遅れてきた大物が登場。音無調教師がダービーを意識したアドミラブル

2017年クラシック候補たち
第9回:アドミラブル

 皐月賞が終わり、いよいよ"競馬の祭典"となるGI日本ダービー(5月28日/東京・芝2400m)へ向けて、競馬界の盛り上がりは日に日に増していく。そんななか、まさに「遅れてきた大物」と呼ぶにふさわしい1頭が、ダービー戦線で急浮上している。
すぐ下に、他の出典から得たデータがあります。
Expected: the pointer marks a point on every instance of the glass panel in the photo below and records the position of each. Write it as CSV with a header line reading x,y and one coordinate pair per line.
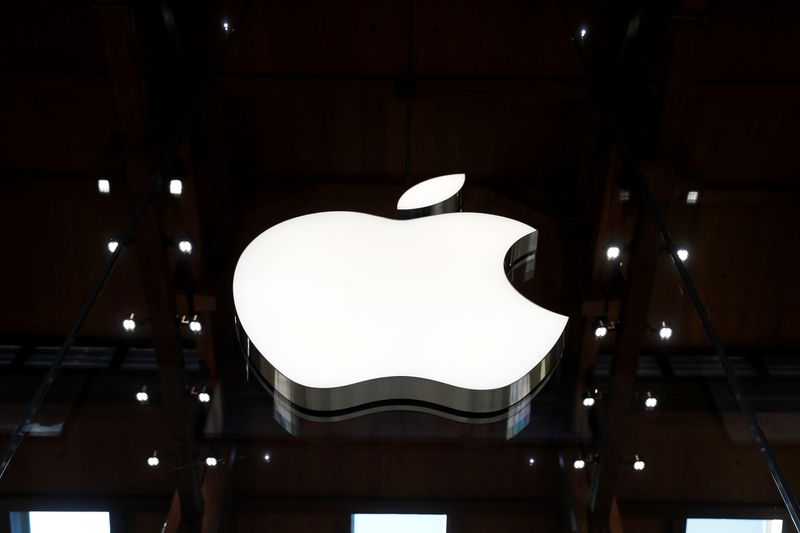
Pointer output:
x,y
69,522
725,525
399,523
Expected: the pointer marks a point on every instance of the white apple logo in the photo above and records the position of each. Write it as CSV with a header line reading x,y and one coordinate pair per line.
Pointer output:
x,y
342,311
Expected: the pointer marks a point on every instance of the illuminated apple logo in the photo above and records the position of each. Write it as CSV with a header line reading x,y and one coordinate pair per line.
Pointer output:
x,y
341,312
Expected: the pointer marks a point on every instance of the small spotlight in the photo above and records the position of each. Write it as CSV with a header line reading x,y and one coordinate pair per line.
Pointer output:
x,y
600,330
129,324
650,402
175,187
142,396
665,332
612,252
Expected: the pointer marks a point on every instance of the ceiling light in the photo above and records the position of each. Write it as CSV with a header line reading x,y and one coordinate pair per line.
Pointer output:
x,y
612,252
128,323
665,332
600,330
142,396
175,187
650,402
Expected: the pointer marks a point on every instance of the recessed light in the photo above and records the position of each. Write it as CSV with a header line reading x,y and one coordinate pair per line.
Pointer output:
x,y
175,187
128,323
650,402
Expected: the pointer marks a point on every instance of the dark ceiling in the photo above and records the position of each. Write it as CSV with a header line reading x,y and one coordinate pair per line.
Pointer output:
x,y
340,106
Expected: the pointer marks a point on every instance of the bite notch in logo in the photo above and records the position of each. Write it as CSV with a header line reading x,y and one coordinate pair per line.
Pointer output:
x,y
341,312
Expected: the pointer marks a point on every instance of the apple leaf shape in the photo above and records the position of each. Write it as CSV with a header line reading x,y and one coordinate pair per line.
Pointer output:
x,y
395,312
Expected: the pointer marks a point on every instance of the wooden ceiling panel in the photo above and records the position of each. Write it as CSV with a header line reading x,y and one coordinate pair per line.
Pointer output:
x,y
50,35
749,41
356,37
61,253
60,124
490,38
313,127
526,130
743,260
743,136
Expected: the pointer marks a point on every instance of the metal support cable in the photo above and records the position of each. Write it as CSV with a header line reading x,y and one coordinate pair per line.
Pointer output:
x,y
31,410
764,447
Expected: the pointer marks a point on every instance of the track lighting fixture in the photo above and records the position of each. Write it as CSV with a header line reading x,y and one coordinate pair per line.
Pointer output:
x,y
185,246
129,324
650,401
175,187
664,332
153,461
142,396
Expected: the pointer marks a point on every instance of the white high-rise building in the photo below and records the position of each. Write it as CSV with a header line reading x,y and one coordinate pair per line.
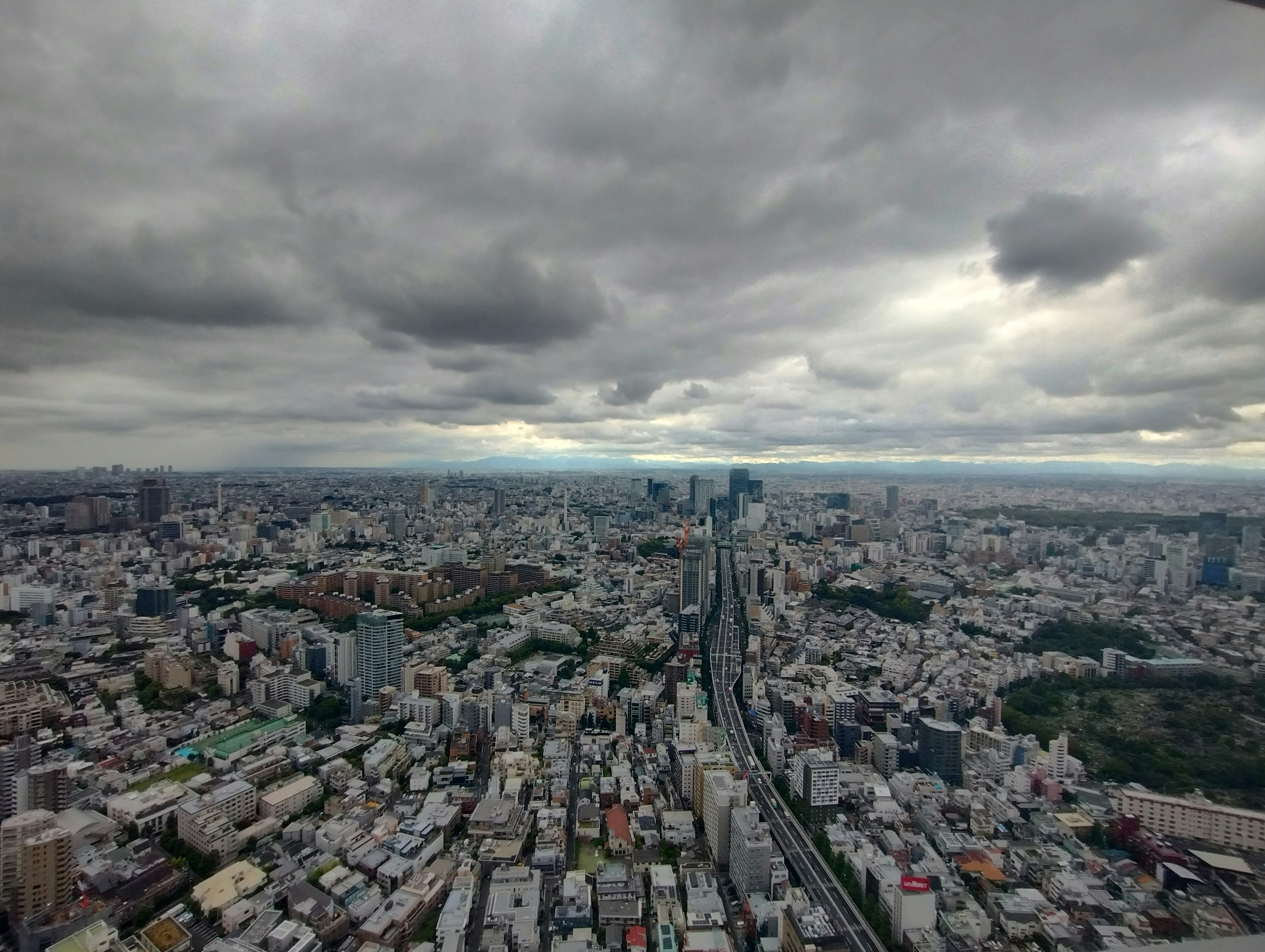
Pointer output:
x,y
1058,760
522,721
342,666
721,793
751,851
379,650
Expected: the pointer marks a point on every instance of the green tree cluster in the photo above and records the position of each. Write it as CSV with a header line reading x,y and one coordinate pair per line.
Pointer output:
x,y
893,602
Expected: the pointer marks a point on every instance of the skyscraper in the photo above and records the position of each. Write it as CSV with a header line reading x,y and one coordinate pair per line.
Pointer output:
x,y
1212,524
738,485
379,650
45,787
701,492
751,851
156,602
941,749
154,500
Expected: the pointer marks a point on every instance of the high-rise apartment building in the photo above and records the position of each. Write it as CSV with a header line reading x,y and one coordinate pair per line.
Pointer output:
x,y
45,878
379,650
43,787
941,749
751,851
16,758
1058,758
14,834
154,500
720,795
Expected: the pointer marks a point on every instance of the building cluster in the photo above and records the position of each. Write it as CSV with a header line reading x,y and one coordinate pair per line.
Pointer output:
x,y
362,711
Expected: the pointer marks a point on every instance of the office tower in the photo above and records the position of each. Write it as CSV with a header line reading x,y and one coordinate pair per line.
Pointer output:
x,y
520,721
1115,662
941,749
738,481
673,674
45,787
343,664
1058,759
154,500
751,851
848,735
503,708
379,650
1212,524
694,577
701,492
398,524
156,602
13,835
720,795
16,758
1250,540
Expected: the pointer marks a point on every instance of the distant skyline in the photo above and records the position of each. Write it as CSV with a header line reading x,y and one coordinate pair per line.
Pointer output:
x,y
341,234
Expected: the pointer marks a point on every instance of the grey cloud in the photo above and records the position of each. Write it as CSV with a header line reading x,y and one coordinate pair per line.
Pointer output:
x,y
634,390
198,277
506,391
854,375
1233,266
1067,241
500,300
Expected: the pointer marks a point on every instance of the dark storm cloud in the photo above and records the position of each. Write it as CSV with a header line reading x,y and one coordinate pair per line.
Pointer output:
x,y
272,215
195,279
500,300
1064,241
633,390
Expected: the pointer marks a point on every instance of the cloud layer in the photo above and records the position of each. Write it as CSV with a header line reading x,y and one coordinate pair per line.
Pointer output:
x,y
365,234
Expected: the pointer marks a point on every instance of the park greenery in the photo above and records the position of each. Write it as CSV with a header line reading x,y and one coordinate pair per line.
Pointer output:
x,y
1090,639
893,602
655,547
1170,735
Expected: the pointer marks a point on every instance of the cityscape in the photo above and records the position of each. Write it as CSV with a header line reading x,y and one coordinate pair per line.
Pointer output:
x,y
578,711
643,476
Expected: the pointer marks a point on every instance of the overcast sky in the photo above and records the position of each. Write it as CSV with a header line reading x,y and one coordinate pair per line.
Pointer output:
x,y
376,233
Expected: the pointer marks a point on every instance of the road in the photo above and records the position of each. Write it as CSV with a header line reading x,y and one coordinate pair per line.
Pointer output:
x,y
810,868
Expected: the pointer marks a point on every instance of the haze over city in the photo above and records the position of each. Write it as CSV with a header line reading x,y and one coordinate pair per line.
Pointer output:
x,y
331,234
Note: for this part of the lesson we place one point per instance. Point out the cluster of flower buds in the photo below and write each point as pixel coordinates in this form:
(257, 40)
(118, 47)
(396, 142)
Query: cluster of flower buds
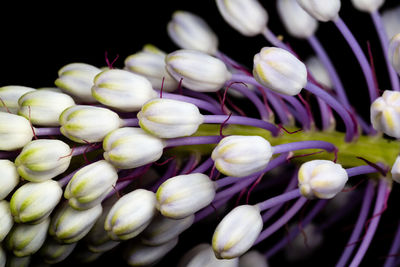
(79, 163)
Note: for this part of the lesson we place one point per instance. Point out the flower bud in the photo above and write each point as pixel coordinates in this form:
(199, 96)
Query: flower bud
(280, 71)
(246, 16)
(189, 31)
(43, 159)
(128, 148)
(91, 124)
(237, 232)
(26, 239)
(318, 71)
(321, 10)
(77, 79)
(130, 215)
(69, 225)
(240, 156)
(394, 52)
(253, 258)
(367, 5)
(296, 20)
(15, 131)
(203, 255)
(150, 63)
(141, 255)
(385, 115)
(184, 195)
(122, 90)
(90, 185)
(199, 71)
(9, 96)
(321, 178)
(53, 252)
(168, 118)
(163, 229)
(9, 177)
(43, 107)
(6, 220)
(33, 202)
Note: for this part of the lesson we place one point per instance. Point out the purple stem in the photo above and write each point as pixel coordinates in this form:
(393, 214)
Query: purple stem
(362, 59)
(376, 18)
(269, 203)
(362, 217)
(312, 144)
(219, 119)
(281, 221)
(351, 128)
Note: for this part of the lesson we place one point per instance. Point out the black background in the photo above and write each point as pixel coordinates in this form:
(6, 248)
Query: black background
(38, 39)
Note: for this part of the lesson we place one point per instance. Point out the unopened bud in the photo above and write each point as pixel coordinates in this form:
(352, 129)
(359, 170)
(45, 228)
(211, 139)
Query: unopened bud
(237, 232)
(321, 178)
(168, 118)
(246, 16)
(280, 71)
(43, 159)
(184, 195)
(15, 131)
(43, 107)
(85, 124)
(77, 79)
(150, 63)
(33, 202)
(90, 185)
(189, 31)
(240, 156)
(198, 70)
(128, 148)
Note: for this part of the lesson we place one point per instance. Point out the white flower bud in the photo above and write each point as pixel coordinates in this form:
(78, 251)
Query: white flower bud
(394, 52)
(43, 107)
(26, 239)
(163, 229)
(9, 96)
(33, 202)
(15, 131)
(240, 156)
(91, 124)
(296, 20)
(280, 71)
(237, 232)
(77, 79)
(184, 195)
(318, 71)
(385, 113)
(150, 63)
(6, 220)
(9, 177)
(53, 252)
(198, 70)
(129, 147)
(246, 16)
(141, 255)
(253, 258)
(90, 185)
(43, 159)
(321, 10)
(122, 90)
(130, 215)
(189, 31)
(321, 178)
(69, 225)
(203, 255)
(367, 5)
(168, 118)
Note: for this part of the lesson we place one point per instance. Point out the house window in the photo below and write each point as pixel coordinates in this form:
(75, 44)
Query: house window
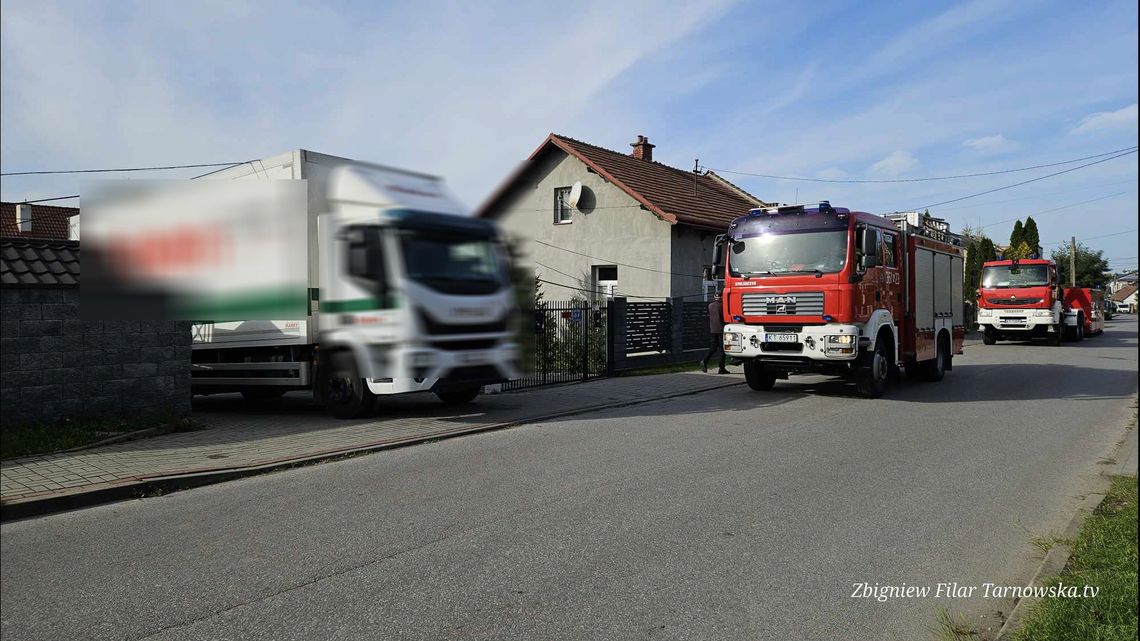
(605, 281)
(562, 209)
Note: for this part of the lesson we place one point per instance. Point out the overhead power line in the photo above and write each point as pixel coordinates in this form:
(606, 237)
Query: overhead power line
(48, 200)
(1059, 208)
(54, 171)
(1025, 181)
(608, 261)
(929, 178)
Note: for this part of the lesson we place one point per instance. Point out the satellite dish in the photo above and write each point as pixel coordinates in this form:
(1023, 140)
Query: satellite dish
(575, 195)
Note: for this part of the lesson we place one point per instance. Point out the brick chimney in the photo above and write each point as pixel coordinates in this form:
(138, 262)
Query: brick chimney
(643, 149)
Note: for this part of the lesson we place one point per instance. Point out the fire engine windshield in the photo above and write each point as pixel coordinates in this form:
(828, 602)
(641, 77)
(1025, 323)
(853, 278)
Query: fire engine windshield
(774, 254)
(453, 264)
(1003, 276)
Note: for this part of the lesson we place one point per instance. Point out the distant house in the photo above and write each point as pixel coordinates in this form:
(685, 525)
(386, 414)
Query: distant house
(21, 220)
(594, 222)
(1128, 295)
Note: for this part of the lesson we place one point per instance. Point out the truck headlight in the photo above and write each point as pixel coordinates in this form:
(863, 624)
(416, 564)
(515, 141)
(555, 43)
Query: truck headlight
(732, 341)
(840, 345)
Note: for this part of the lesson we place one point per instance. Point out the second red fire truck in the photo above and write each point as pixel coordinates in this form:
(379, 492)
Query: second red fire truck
(827, 290)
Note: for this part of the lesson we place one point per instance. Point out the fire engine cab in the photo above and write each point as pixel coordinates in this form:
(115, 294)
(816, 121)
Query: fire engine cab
(827, 290)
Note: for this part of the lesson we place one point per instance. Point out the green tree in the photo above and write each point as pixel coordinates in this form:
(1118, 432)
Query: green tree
(1031, 236)
(972, 272)
(1091, 267)
(1022, 251)
(1017, 236)
(986, 250)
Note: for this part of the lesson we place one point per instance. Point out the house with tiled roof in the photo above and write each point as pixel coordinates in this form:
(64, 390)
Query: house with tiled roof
(37, 221)
(593, 222)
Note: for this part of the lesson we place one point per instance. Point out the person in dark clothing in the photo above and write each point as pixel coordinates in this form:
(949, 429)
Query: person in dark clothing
(716, 329)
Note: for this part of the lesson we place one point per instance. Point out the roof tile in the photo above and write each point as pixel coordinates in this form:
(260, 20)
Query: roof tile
(45, 262)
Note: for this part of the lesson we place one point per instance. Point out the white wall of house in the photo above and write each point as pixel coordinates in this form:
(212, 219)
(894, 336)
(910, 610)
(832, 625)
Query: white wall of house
(613, 228)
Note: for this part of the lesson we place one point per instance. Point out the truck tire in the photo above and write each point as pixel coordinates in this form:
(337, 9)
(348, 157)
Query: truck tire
(347, 396)
(757, 376)
(458, 396)
(262, 394)
(871, 376)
 栗東トレセン(滋賀県)の音無秀孝厩舎に所属する、アドミラブル(牡3歳/父ディープインパクト)である。

「遅れてきた大物」といっても、デビューが遅かったわけではない。同馬は、昨年9月に初戦を迎えていた。しかし、先頭から2秒2も離された9着に惨敗した。

 思わぬ大敗を喫してレース後に同馬の状態を調べたところ、負けた理由が明らかになった。「ノド鳴り(※)」だったのである。
※「喘鳴症(ぜんめいしょう)」というサラブレッドの疾病。喉頭口が狭くなるために呼吸が苦しくなり、競走馬としては能力を発揮できなくなる。呼吸の際、大きな音を発することから「ノド鳴り」と呼ばれる。

 陣営は、すぐに手術に踏み切った。そして、それが見事に功を奏した。

 今年3月に復帰すると、仕切り直しの一戦となった3歳未勝利(3月5日/阪神・芝1800m)で完勝。ハイペースのなか、1分45秒8の好タイムをマークした。その時計は、なんと当日に行なわれた同条件の古馬オープン戦、大阪城Sより1秒3も速かったのである。